While the past fifteen years of the cloud transition has produced some large and likely enduring companies, today we are seeing new companies that are not part of the cloud transition or a hybrid cloud generation. They aren’t even cloud-first– they are cloud only. What does this mean? Founders and companies built for cloud only are not trying to serve legacy and cloud environments. They are cloud native and cloud only. They are built and architected from the first lines of code to take advantage of cloud compute, storage, and networking, in the same way that software written in the 1990s was assumed to be running on Windows or Solaris. Like the app-based companies that would never have been conceived without the smartphone, the entire architecture of this new breed of cloud-only companies assumes certain capabilities in order to exist. Likewise, as the cloud transition opened up new opportunities for businesses and business models, the success of those companies has created another avenue for innovation.
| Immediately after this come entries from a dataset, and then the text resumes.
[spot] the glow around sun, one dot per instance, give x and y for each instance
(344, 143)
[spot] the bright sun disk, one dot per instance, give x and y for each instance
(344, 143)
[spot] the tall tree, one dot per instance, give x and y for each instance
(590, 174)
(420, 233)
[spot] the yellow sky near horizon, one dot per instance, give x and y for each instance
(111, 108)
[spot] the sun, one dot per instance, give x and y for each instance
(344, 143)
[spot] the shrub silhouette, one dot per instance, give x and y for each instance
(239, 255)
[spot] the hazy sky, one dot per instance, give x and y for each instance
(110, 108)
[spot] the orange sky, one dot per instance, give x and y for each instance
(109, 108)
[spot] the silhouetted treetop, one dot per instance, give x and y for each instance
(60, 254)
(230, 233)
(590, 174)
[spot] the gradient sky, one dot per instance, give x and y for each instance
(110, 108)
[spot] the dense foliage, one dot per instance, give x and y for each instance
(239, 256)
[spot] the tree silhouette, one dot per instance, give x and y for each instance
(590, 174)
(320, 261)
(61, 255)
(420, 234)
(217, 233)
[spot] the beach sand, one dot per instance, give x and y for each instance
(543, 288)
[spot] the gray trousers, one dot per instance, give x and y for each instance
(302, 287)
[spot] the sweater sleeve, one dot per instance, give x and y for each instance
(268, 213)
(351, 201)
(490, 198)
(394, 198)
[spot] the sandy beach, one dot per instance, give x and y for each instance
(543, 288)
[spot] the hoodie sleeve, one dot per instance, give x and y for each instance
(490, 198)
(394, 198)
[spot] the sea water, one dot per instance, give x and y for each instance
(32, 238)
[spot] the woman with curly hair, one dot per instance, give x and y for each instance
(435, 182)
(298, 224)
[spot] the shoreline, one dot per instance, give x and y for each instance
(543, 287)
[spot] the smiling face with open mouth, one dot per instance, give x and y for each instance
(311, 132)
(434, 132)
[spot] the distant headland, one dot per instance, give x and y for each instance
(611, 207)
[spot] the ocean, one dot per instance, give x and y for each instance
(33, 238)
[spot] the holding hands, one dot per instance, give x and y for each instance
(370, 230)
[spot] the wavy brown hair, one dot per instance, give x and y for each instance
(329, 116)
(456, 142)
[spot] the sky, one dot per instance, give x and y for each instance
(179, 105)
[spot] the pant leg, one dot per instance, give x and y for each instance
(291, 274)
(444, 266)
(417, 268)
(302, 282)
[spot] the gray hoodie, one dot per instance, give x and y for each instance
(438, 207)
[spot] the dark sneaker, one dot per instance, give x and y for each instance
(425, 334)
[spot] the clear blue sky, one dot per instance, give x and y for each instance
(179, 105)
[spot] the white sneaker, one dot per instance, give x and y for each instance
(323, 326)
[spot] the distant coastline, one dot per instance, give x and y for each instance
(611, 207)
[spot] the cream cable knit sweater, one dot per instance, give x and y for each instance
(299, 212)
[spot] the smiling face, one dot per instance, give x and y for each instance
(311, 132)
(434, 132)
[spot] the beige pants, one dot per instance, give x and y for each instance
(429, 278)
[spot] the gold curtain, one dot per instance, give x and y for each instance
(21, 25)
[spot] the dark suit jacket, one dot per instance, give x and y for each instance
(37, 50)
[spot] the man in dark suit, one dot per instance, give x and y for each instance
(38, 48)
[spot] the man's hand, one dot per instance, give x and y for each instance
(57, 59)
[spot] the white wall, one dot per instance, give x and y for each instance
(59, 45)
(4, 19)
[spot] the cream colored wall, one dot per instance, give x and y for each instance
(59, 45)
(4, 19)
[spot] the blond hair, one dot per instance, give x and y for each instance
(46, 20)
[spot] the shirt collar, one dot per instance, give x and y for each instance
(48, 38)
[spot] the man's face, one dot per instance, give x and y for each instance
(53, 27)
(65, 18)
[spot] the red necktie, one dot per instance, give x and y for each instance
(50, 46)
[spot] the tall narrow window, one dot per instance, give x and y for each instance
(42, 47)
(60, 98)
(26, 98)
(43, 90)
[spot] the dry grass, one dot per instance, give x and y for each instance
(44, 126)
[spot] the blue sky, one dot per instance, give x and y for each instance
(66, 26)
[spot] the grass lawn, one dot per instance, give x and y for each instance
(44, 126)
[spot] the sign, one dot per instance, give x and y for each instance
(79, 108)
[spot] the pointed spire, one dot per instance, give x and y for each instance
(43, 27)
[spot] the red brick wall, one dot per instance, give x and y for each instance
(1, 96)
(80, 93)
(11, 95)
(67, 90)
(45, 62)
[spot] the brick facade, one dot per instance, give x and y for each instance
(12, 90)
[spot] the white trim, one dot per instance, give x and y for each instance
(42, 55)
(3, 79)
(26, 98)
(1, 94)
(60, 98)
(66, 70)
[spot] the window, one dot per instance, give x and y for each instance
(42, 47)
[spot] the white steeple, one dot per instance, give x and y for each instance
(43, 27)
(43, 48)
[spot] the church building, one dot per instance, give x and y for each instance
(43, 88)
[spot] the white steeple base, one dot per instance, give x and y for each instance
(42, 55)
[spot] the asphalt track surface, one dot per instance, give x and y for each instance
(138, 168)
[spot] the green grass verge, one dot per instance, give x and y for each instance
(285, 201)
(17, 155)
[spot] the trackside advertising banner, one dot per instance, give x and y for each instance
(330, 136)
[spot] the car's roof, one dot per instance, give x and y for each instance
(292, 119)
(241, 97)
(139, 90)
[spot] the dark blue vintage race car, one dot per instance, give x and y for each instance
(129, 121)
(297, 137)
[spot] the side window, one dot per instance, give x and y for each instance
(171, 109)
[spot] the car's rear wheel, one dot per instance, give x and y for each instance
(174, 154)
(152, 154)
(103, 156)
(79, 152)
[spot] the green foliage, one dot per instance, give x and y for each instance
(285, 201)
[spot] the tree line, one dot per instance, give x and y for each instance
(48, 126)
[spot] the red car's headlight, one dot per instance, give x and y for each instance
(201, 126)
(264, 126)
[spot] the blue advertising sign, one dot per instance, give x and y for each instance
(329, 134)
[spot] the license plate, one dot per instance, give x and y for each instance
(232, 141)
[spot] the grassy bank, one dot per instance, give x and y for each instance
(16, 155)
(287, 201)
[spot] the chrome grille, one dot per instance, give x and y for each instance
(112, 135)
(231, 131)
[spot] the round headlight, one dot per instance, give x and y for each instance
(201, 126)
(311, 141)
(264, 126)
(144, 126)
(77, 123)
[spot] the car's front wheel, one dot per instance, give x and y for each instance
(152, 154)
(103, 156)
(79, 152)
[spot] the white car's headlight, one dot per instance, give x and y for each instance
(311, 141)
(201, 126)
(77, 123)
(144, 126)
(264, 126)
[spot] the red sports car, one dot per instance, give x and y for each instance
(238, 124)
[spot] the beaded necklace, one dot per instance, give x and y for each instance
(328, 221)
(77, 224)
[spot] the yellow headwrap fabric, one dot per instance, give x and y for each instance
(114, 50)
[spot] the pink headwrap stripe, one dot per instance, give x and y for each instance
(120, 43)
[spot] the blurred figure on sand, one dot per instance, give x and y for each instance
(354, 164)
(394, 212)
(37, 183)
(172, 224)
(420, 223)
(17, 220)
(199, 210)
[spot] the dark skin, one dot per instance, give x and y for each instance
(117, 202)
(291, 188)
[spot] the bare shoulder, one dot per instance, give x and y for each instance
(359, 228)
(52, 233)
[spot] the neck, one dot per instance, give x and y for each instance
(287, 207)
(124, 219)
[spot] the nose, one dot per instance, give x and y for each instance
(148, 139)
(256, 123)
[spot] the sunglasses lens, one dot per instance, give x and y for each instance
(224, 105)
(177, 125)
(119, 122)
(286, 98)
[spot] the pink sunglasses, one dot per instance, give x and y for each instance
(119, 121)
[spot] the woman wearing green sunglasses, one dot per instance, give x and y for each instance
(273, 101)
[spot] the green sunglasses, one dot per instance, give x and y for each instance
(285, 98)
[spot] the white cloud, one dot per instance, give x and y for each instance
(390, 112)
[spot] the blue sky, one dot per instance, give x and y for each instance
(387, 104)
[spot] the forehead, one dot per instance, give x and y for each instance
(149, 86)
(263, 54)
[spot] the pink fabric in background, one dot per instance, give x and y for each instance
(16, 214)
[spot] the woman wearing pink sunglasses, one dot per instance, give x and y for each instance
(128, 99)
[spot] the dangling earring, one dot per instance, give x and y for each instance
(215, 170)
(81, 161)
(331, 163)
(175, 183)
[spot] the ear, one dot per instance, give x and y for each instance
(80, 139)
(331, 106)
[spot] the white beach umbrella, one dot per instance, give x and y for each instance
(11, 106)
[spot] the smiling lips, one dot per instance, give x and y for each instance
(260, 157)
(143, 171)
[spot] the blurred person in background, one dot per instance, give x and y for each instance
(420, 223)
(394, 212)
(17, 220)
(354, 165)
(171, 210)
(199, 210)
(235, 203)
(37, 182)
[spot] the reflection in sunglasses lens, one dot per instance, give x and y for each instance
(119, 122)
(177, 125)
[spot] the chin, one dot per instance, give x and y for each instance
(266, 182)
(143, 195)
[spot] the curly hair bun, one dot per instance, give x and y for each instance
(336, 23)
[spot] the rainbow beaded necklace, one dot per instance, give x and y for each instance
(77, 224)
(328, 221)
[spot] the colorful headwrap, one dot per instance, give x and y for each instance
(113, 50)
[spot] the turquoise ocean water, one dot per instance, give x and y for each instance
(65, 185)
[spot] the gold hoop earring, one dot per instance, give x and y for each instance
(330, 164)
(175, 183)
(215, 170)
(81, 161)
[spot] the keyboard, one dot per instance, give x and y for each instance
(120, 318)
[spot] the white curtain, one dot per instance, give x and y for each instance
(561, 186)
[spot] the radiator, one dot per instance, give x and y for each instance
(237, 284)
GSuite, Microsoft Office and the like are working alongside cloud-only productivity and collaboration tools from companies like Asana, Figma and Coda. Founded during the height of the cloud transition, these latter companies understood where the market was headed, and thus built for the cloud-only future.
I was a little cagey about pushing a “research” article from a VC firm because these essays serve to have a “sounding board” and “predict and shape trends” in the market. That’s what these VC firms do- market themselves.
However, this write up was interesting in the context to understand how the “history” developed and why we are hearing about the cloud only paradigms.